Erfreulicherweise hat man sich bei "Out for a kill" entschlossen, Seagal wieder das tun zu lassen, was er am besten kann: Kämpfen. Und das darf er hier wirklich reichlich. Das sieht auch schon wieder fast so aus wie zu seinen besten Zeiten, auch wenn er noch immer auf viele Schnitte angewiesen ist und etwas hüftsteif wirkt. Die Kämpfe sind schön unterschiedlich, teilweise recht hart aber nie auf dem Level von Filmen wie "Nico" oder anderen Klassikern. Was allerdings der übertriebene Einsatz von Drahtseilen, insbesondere beim Kampf im Hinterzimmer eines Frisörs, soll, kann wohl nur Michael Oblowitz sagen. Das sieht einfach lächerlich aus, wenn der Gegner von Seagal an den Wänden läuft und deutlich sichtbar an Drähten durch die Luft schwebt.

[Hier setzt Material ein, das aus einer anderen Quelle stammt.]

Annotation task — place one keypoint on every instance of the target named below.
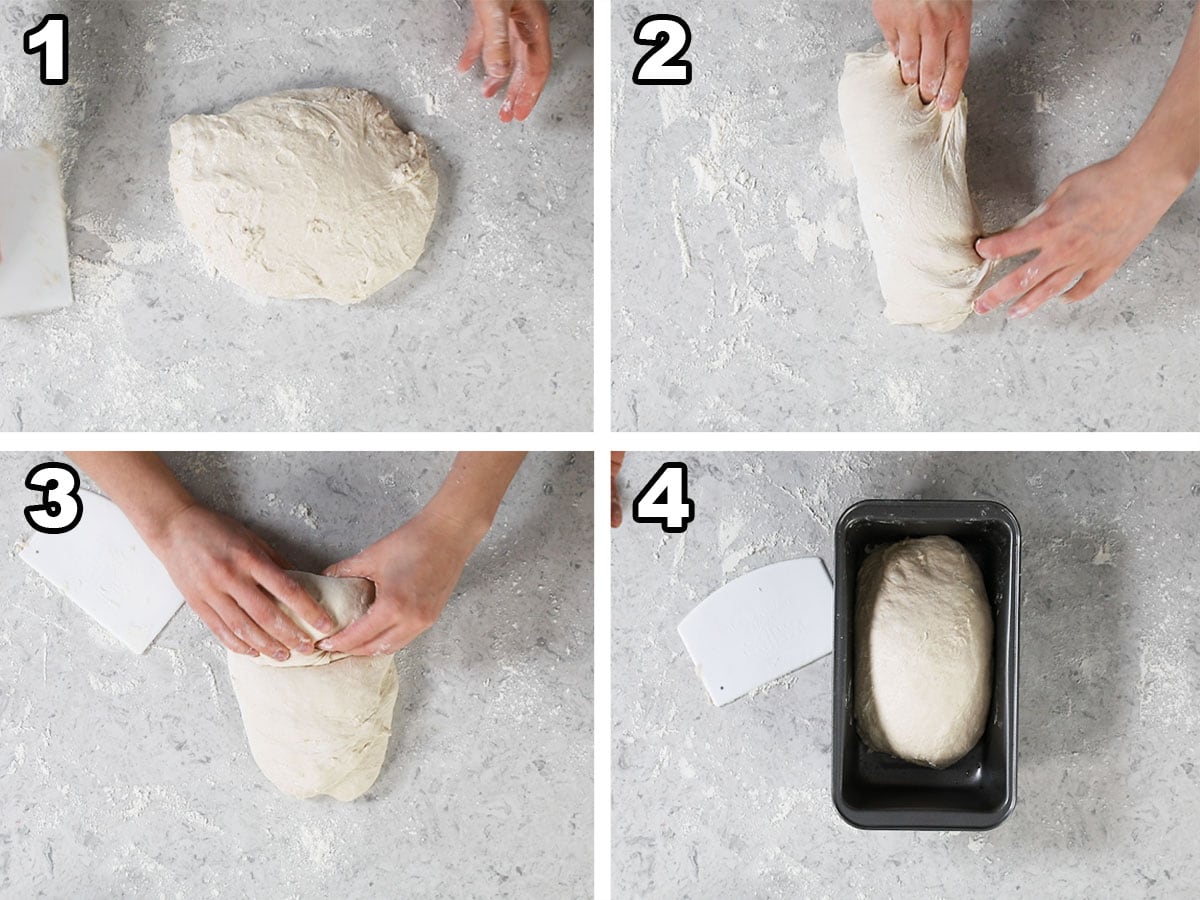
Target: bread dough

Bleiben eigentlich nur zwei Fragen: Warum hat Steven Seagal in jedem Film eine andere, immer bescheuertere Synchronstimme? Und: Wo sind eigentlich die 20 Millionen Dollar Budget geblieben? Denn es kann ja wohl nicht alles für die Outfits von Mr. Seagal draufgegangen sein, wobei er natürlich schon einen höheren Stoffbedarf bei seinen Klamotten hat als zu früheren Zeiten!? Ansonsten aber eine eindeutige Steigerung gegenüber dem verpfuschten "The Foreigner", aber immer noch sehr weit von dem entfernt, was man von Seagal sehen möchte. Also Mr. Seagal nochmal ein paar Kilo runter, Michael Oblowitz in die Wüste schicken und vielleicht das Drehbuch vorher mal lesen, dann wird das auch wieder was. Die DVD bietet eine überdurchschnittliche Bild- und Tonqualität und kann demzufolge technisch durchaus zu gefallen wissen. Die Extras sind dagegen recht langweilig und auch das zwanghafte Wechseln der Tonspuren über das Hauptmenü stört hierbei gewaltig.